Big, beautiful flowers growing wild. They’re only weeds if we decide we don’t want them around.

Are you willing to be wild? That was the challenge motivational speaker Vicki Clark issued to a room full of Junior Leaguers at a talk several months ago in Rumson, NJ.

The workshop was entitled: The 11 Commandments of Wildly Successful Women.

The event was not my first reminder that maybe at this time in my life I really, really need to go wild. As a friend’s bumper sticker reads, “Wild women don’t get the blues.”

If you’re open to passion, it doesn’t take much to bring it on. I had a moment in my very own  kitchen the night before the workshop. An earlier library visit had yielded Otis Redding CD with “Try A Little Tenderness” http://www.youtube.com/watch?v=azpUTXntVagon it. OMG! That song—rocking out in the kitchen as the music built and built, it got me positively vibrating with visceral certainty that life—and Otis!—are goo—oood!

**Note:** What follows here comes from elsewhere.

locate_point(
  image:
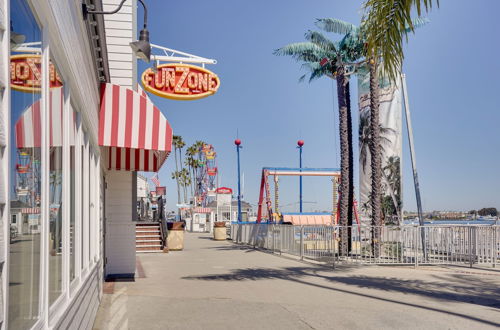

Then I just had to put on my ratty, tatty faded old video of the movie Pretty in Pink, where “Try a Little Tenderness” has a featured role. I soaked up Molly Ringwald’s classic lesson in rising above stereotypes and embracing toe-curling passion. Wild!

I started thinking about wildness again when introduced recently to Traci Bild’s Get Your Girl Back movement http://gygb.com/. Don’t you love it? Getting my girl back is about remembering who I am under all the conformity, responsibility and plain-old life-fatigue. Who I was, I mean, when I rode my bike fearlessly down a flight of stairs. When I swam out to the middle of the pond. When I told off that snotty English teacher. When, country bumpkin that I was, I took on big bad New York City after college.

I’m not a teen or a twenty-something any more, and haven’t been for some time. But passion? I sure know something about that, and now that I’m older and wiser, I know that passion are as much about life itself as it is about youthful romance.

Passion is about being all in. About searching for what you value, then living from that place, knowing, as it says in the Bible, that “a prophet is without honor in her own country.”

The moments don’t have to be big ones. A big smile, a dollar and a little dance move to the sounds of a subway drum duo, that’ll do it, thank you. Yes, lots of people looked askance-ish (New Yorkers don’t stare; staring is too intimate; they just look, with a flat expression.)

But the drummers, and one spectator smiled. We had a moment. Then I moved on, refreshed and renewed by a nice dose of wildness.

What are you going to do today to remember who you are under all the grown-upness?